Anyone who is not on that platform is bound to suffer maladies, he had said.
Daniel dried himself and attired in
fully white clothes – kurta top and pyjama pants. He took a thick blanket and
set it on the floor. Then he sat on the blanket in lotus position, holding both
hands together in a specific mudra and closed his eyes.
Upon flying back with pain in right
abdomen, Daniel got himself admitted into a medical centre. Doctors ran all
tests possible and returned the same verdict – there was nothing wrong with him
physically. They said he was probably too fatigued from his travel that the
body was signalling him to rest.
Daniel reached home, lied down on his
bed. He dozed off thinking of what the Swamiji and the woman in white had said.
The entire universe is connected non-physically; in other words, the entire
make up of existence is pure energy. And he wasn’t connected to that energy.
Probably, that was the cause of his malady.
The lady in white had given him Swamiji’s
contact and that was how he landed in India, in that wet month of December. The
four weeks spent at the ashram taught him that the energy is pure and can only
be tainted by human actions. Any action against dharma would taint the energy
and its purity. Daniel did not reach the height of his career by just working
hard. He joined the corporate game of back-stabbing, plotting the fall of
others and what not. The energy didn’t like it and told him its displeasure in
its own way. It also brought him towards a new path of meditation.
When Daniel started the meditation at
Swamiji’s ashram, he had trouble focusing. The last two weeks had seen him
progress on focusing that he had begun to look forward to the meditation
sessions.
Daniel saw the blue light. It flickered,
changed hues but remained blue. The beauty of the light kept his attention
transfixed. It felt as if the light was taking him somewhere. It was compelling
him to follow. He felt as if he was moving into a different dimension, a
totally different realm. His body felt very light. He was floating along in the
blue light which was neither bright nor dim. It felt so good. Then the
unexpected happened. It came in a flicker – a flicker of purple. He started
searching for the flicker, eyes still closed, mind travelled far away, in
pursuit of purple.
Swamiji has told him that it begins from
red, progresses to blue then purple. Purple means another two more progression
to attain the light. But Daniel had been keen to pursue the colour lights which
took him to multiple realms.
The flicker of purple came again, this
time he saw a splash of multiple beads of purple, dancing before his eyes.
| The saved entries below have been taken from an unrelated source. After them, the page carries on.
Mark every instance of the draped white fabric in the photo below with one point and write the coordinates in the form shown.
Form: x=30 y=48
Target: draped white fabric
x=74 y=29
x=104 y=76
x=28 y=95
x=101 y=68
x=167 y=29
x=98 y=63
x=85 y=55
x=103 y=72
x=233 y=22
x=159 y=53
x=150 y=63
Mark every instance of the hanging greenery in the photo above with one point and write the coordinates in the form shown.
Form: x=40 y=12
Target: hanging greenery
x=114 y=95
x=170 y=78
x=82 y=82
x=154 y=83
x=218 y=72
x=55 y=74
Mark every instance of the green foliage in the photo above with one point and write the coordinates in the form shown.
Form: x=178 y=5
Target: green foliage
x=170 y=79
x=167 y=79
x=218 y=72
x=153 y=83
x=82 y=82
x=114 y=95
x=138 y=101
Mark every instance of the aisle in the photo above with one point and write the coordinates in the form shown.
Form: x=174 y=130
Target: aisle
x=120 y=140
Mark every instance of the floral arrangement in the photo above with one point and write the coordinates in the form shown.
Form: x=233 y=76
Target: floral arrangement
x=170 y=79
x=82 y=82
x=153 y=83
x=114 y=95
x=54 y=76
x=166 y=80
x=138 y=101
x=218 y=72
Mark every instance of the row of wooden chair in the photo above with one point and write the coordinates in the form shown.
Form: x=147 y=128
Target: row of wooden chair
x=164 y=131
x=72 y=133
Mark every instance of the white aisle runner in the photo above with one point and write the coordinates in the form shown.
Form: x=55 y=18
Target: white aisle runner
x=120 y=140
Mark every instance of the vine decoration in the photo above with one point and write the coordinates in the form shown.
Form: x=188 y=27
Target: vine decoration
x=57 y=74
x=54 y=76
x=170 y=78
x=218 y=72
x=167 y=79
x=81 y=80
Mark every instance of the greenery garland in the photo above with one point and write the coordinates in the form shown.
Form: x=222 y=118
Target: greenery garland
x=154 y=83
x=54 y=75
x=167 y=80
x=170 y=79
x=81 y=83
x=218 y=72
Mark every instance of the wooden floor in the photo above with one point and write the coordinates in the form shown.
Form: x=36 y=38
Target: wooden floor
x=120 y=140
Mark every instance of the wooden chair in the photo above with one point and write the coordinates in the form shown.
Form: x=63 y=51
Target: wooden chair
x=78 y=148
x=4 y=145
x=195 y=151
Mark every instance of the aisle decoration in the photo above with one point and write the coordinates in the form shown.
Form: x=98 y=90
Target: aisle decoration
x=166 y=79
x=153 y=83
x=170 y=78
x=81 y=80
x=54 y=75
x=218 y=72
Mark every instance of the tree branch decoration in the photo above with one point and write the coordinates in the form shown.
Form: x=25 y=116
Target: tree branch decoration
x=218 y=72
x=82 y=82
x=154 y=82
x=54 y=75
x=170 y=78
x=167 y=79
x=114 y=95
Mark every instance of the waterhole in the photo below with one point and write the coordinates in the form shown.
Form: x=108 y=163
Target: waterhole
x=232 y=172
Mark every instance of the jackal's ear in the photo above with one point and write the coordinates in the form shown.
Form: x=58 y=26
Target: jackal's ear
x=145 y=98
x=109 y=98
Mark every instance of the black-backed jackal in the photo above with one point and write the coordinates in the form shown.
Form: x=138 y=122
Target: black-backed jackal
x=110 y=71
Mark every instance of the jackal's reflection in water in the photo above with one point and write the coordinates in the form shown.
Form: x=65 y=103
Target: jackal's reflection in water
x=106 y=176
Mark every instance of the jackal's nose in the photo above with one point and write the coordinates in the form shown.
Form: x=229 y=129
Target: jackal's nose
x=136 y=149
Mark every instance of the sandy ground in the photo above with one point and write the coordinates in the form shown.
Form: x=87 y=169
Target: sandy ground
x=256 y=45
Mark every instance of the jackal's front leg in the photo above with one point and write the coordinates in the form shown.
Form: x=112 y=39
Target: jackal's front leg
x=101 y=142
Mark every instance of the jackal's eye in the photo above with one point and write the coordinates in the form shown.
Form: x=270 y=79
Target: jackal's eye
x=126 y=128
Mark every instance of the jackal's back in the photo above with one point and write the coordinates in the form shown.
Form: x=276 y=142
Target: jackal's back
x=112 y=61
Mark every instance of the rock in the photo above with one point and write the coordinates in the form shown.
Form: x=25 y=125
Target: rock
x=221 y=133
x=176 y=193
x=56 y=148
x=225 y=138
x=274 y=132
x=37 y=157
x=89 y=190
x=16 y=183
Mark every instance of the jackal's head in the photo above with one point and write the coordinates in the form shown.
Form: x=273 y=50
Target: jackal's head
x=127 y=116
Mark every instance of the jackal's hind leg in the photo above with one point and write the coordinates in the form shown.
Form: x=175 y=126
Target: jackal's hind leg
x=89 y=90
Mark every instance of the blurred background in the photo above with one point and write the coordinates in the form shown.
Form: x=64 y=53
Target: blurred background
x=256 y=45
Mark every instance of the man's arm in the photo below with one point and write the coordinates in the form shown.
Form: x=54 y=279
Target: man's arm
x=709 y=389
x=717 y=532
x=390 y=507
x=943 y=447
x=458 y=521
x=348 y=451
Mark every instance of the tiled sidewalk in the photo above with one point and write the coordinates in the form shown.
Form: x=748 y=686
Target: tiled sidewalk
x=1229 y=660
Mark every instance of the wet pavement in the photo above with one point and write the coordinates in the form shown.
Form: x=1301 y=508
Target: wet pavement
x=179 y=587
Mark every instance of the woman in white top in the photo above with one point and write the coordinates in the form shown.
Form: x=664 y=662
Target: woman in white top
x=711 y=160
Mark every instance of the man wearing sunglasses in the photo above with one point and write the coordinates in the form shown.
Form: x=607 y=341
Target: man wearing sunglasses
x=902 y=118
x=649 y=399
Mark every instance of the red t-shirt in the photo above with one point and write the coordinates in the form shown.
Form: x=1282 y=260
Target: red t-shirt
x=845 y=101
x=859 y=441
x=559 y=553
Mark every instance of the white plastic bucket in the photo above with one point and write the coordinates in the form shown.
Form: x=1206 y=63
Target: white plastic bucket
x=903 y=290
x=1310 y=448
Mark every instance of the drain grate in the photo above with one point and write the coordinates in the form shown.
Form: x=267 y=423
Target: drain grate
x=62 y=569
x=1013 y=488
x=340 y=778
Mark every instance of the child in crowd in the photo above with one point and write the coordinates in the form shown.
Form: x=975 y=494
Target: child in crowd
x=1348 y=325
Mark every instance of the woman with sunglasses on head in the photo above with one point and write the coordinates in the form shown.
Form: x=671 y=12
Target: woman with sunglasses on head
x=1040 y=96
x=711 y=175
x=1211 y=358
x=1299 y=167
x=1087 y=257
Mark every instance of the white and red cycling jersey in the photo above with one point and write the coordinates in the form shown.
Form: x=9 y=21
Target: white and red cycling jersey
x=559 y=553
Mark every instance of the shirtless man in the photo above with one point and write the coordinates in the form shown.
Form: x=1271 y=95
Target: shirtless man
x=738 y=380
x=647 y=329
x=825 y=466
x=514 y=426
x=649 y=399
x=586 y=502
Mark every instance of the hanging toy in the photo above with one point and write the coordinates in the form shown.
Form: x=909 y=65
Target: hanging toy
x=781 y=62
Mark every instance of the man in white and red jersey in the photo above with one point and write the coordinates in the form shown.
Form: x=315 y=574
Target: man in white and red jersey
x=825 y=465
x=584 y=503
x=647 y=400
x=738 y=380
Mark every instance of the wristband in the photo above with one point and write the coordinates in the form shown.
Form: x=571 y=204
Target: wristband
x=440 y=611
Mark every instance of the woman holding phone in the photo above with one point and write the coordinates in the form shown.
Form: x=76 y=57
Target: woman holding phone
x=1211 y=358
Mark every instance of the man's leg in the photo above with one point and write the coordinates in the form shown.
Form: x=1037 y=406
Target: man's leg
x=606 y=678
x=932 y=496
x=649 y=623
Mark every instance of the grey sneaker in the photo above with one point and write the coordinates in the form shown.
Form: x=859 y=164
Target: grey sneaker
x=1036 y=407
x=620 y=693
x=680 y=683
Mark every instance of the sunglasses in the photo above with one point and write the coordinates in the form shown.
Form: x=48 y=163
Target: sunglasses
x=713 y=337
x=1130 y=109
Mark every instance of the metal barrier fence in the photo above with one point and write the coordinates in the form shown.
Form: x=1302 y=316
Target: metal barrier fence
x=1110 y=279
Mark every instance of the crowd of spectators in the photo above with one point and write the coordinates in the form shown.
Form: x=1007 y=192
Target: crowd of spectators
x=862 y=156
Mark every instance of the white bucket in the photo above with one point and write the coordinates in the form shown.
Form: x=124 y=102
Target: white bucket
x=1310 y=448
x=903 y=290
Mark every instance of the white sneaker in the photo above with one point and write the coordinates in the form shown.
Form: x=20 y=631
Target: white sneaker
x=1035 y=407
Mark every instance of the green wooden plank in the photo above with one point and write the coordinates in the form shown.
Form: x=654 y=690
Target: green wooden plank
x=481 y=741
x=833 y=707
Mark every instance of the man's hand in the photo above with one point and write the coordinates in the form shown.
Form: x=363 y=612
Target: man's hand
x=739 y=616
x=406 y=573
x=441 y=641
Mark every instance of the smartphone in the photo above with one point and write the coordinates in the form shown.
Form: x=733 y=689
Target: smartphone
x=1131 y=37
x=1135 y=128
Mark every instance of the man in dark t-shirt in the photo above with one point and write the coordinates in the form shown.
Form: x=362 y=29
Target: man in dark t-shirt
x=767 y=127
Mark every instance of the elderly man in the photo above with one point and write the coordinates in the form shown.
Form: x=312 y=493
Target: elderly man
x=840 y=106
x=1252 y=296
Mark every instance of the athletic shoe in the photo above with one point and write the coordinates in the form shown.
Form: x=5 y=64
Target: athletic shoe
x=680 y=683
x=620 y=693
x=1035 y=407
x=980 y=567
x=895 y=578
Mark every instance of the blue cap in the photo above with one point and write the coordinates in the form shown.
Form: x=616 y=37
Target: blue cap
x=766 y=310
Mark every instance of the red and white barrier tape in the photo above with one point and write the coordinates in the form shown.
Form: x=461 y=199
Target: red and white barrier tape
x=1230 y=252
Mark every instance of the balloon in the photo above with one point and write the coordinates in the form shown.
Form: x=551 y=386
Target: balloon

Dance of the cosmos, mesmerizing. He followed the purple light. It seems to
take him very far away. Daniel no longer felt his body. He was floating with
the purple light and it was taking him far away very fast.
The feel was very refreshing. Nothing
mattered, only light around him. Daniel was now surrounded by the purple light.
But some tinge of orange seemed to surround the purple. His mind felt relaxed
like never before. Bliss. Quiet. Peace. He kept following, engulfed in the
light, dancing with it. Utter bliss.
`I found him like this,’ she told the
police office, sobbing and wiping her tears.
`When did you find him?’ the officer
asked.
`About half hour ago. Tried waking him,
but he seemed to have frozen.’
`You touched him?’
`Yes, officer, but he felt warm.’
`Please do not touch anything, miss,’
the officer sounded stern. `This could be a crime scene.’
`But who committed any crime?’ she
asked.
The officer did not answer but gave her
a stern look. Then he radioed to his base `Male, Chinese in mid-thirties, found
in seated position. Need doctor to reconfirm death. Seems no foul play.’